Deshalb geht der Betrieb neue Wege und setzt unter anderem auf Mitarbeiter aus dem Ausland. „Damit haben wir sehr gute Erfahrungen gemacht. Viele Kollegen sind mittlerweile schon viele Jahre bei uns“, sagt der Geschäftsführer. Ganz ohne Anstrengungen funktioniert die Integration dieser Mitarbeiter allerdings nicht. „Wir bilden die Menschen mit aus und beschäftigen deshalb auch eine Deutschlehrerin. Aber das gehört einfach dazu. Wenn man gutes Personal haben will, dann muss man sich darum auch kümmern“, erklärt von Rahden.
Doch zählt nicht nur die Ausbildung. „Wenn die Menschen zu uns kommen, haben sie vielfach nicht mehr als einen Koffer mit Bekleidung. Dann besorgen wir ihnen teilweise Wohnungen mit allem Drum und Dran“, sagt von Rahden. Wie er sich um seine Mitarbeiter kümmert, kümmert er sich auch um seine Kunden. „Wenn sich bei uns ein Stammkunde abends um zehn Uhr meldet und sagt, ich muss morgen um sechs Uhr einen Bus haben, dann bekommt er am nächsten Morgen um sechs Uhr einen Bus“, erzählt er. In solchen Situationen ist der Chef genauso gefragt wie seine Mitarbeiter, die Fahrt zu übernehmen, betont von Rahden.
Gegründet wurde das Unternehmen am 1. Oktober 1947 von Hinrich und Erika von Rahden, den Eltern des heutigen Geschäftsführers. „Mein Vater hatte zuerst eine Linie nach Osterholz-Scharmbeck sowie zum Bremer Vulkan“, erzählt von Rahden. Anschließend kamen Tagesfahrten und der Reiseverkehr hinzu.
Heute hat die Unternehmensgruppe rund 120 Mitarbeiter und 85 große Busse sowie acht kleine. Davon sind 20 Fahrzeuge im Reiseverkehr unterwegs, acht bis zehn fahren im Mietwagenverkehr, die übrigen Busse sind im Linien- beziehungsweise Schulverkehr unterwegs.

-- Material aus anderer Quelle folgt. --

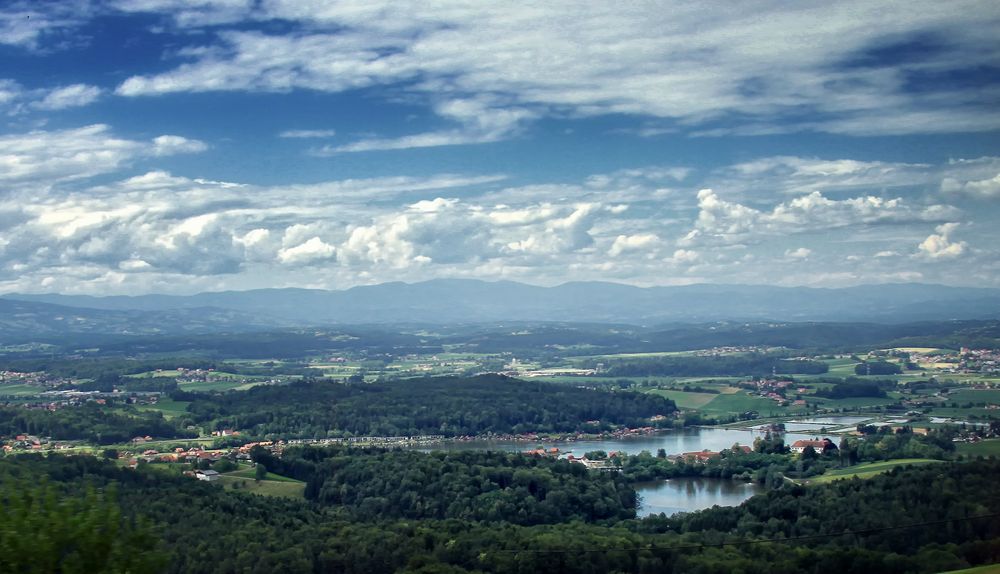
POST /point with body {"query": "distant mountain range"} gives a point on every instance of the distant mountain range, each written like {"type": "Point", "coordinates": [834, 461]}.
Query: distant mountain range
{"type": "Point", "coordinates": [454, 301]}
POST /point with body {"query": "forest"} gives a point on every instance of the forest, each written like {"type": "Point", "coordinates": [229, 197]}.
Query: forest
{"type": "Point", "coordinates": [450, 406]}
{"type": "Point", "coordinates": [468, 485]}
{"type": "Point", "coordinates": [910, 520]}
{"type": "Point", "coordinates": [726, 365]}
{"type": "Point", "coordinates": [88, 422]}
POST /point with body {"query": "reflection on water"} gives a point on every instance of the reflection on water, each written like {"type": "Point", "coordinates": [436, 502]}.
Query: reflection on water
{"type": "Point", "coordinates": [690, 494]}
{"type": "Point", "coordinates": [817, 423]}
{"type": "Point", "coordinates": [674, 442]}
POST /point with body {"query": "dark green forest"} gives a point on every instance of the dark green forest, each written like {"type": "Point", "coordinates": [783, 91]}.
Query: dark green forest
{"type": "Point", "coordinates": [726, 365]}
{"type": "Point", "coordinates": [911, 520]}
{"type": "Point", "coordinates": [469, 485]}
{"type": "Point", "coordinates": [450, 406]}
{"type": "Point", "coordinates": [89, 422]}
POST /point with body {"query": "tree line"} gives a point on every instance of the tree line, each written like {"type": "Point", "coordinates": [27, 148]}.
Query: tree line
{"type": "Point", "coordinates": [910, 520]}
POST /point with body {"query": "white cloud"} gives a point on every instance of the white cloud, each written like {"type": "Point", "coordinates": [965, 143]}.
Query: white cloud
{"type": "Point", "coordinates": [799, 253]}
{"type": "Point", "coordinates": [798, 175]}
{"type": "Point", "coordinates": [721, 221]}
{"type": "Point", "coordinates": [26, 23]}
{"type": "Point", "coordinates": [172, 145]}
{"type": "Point", "coordinates": [684, 256]}
{"type": "Point", "coordinates": [42, 158]}
{"type": "Point", "coordinates": [307, 134]}
{"type": "Point", "coordinates": [979, 178]}
{"type": "Point", "coordinates": [479, 123]}
{"type": "Point", "coordinates": [638, 242]}
{"type": "Point", "coordinates": [315, 249]}
{"type": "Point", "coordinates": [939, 245]}
{"type": "Point", "coordinates": [73, 96]}
{"type": "Point", "coordinates": [681, 63]}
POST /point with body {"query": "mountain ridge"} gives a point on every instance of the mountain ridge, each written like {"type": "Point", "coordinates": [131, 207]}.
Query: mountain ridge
{"type": "Point", "coordinates": [442, 301]}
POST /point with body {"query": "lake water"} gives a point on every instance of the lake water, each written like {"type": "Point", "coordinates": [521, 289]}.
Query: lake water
{"type": "Point", "coordinates": [690, 494]}
{"type": "Point", "coordinates": [669, 496]}
{"type": "Point", "coordinates": [814, 424]}
{"type": "Point", "coordinates": [674, 442]}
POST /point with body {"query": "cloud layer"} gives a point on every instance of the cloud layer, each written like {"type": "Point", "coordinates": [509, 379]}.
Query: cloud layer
{"type": "Point", "coordinates": [71, 223]}
{"type": "Point", "coordinates": [851, 68]}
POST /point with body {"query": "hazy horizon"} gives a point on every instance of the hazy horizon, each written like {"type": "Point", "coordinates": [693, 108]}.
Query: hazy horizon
{"type": "Point", "coordinates": [176, 147]}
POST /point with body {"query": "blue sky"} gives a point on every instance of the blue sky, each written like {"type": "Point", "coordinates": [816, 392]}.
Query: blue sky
{"type": "Point", "coordinates": [184, 146]}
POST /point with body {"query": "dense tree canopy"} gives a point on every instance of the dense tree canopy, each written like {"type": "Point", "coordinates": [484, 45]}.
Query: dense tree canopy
{"type": "Point", "coordinates": [203, 528]}
{"type": "Point", "coordinates": [451, 406]}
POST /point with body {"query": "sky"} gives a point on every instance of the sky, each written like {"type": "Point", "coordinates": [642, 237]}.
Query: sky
{"type": "Point", "coordinates": [168, 146]}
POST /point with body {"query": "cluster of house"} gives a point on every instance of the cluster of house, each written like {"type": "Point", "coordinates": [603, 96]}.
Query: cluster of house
{"type": "Point", "coordinates": [179, 454]}
{"type": "Point", "coordinates": [819, 445]}
{"type": "Point", "coordinates": [729, 350]}
{"type": "Point", "coordinates": [36, 379]}
{"type": "Point", "coordinates": [970, 361]}
{"type": "Point", "coordinates": [774, 390]}
{"type": "Point", "coordinates": [31, 443]}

Genügend Stellflächen für seine Busse hat von Rahden allerdings nicht. „Wir platzen aus allen Nähten“, sagt er. Deshalb ist der Unternehmer auf der Suche nach weiteren Gewerbeflächen in Schwanewede. „Das ist hier sehr, sehr schwierig. Da wo wir gerne hinwollen, da heißt es vonseiten der Gemeinde, das geht nicht. Stattdessen sollen wir nach Brundorf“, sagt er. Doch ein Standort dort würde zusätzliche Fahrten bedeuten und sei damit unattraktiv.

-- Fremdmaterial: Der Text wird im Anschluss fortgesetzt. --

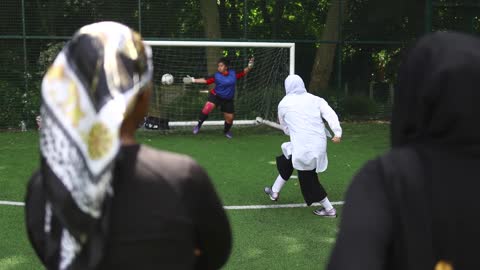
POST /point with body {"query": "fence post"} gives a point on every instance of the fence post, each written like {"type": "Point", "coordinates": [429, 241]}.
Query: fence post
{"type": "Point", "coordinates": [245, 19]}
{"type": "Point", "coordinates": [391, 92]}
{"type": "Point", "coordinates": [24, 38]}
{"type": "Point", "coordinates": [140, 17]}
{"type": "Point", "coordinates": [340, 45]}
{"type": "Point", "coordinates": [428, 15]}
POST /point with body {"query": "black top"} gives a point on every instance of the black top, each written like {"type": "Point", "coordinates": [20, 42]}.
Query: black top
{"type": "Point", "coordinates": [416, 205]}
{"type": "Point", "coordinates": [409, 210]}
{"type": "Point", "coordinates": [164, 207]}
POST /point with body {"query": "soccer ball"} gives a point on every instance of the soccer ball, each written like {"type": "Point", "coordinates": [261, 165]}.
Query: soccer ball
{"type": "Point", "coordinates": [167, 79]}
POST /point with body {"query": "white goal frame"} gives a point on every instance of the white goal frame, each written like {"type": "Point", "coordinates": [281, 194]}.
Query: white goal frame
{"type": "Point", "coordinates": [240, 44]}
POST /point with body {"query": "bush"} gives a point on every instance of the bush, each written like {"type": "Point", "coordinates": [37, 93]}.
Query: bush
{"type": "Point", "coordinates": [359, 106]}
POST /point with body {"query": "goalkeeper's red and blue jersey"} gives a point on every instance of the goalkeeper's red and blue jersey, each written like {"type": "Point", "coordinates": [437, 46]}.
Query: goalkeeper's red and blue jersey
{"type": "Point", "coordinates": [225, 83]}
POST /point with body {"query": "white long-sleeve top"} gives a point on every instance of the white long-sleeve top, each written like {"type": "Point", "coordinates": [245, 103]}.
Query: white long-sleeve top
{"type": "Point", "coordinates": [300, 115]}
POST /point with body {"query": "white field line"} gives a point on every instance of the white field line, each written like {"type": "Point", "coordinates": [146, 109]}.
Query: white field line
{"type": "Point", "coordinates": [12, 203]}
{"type": "Point", "coordinates": [228, 207]}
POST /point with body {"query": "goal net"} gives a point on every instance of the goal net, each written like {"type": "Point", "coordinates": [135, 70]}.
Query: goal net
{"type": "Point", "coordinates": [257, 94]}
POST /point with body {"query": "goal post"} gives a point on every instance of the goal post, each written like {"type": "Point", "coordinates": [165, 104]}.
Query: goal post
{"type": "Point", "coordinates": [257, 94]}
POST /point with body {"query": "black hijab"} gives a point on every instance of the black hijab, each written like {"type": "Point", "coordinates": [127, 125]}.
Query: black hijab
{"type": "Point", "coordinates": [436, 101]}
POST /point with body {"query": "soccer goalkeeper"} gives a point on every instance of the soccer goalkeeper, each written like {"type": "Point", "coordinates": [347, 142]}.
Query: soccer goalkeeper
{"type": "Point", "coordinates": [222, 95]}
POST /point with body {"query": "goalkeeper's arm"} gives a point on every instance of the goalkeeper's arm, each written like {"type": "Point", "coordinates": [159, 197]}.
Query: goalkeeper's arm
{"type": "Point", "coordinates": [189, 80]}
{"type": "Point", "coordinates": [251, 61]}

Während die Busse heute noch dieselbetrieben sind, will der Geschäftsführer in Zukunft auf Wasserstoff setzen. „Viele sagen, Strom ist die Zukunft. Das sehen wir bei Großfahrzeugen ein bisschen anders. Wasserstoffbusse können deutlich weiter fahren und die Ausstattung der Fahrzeuge ändert sich nicht“, sagt von Rahden. Das Hauptproblem bei Elektrobussen ist aus Sicht des Geschäftsführers, dass die Fahrzeuge im Brandfall nicht zu löschen sind. „Würden wir sieben Elektrobusse haben, dann hätte halb Schwanewede außerdem kein Licht mehr“, sagt von Rahden. All das spricht für ihn für Wasserstoff als Antriebsart der Zukunft. „Spätestens in fünf Jahren haben wir das erste Exemplar auf dem Betriebshof“, prognostiziert von Rahden.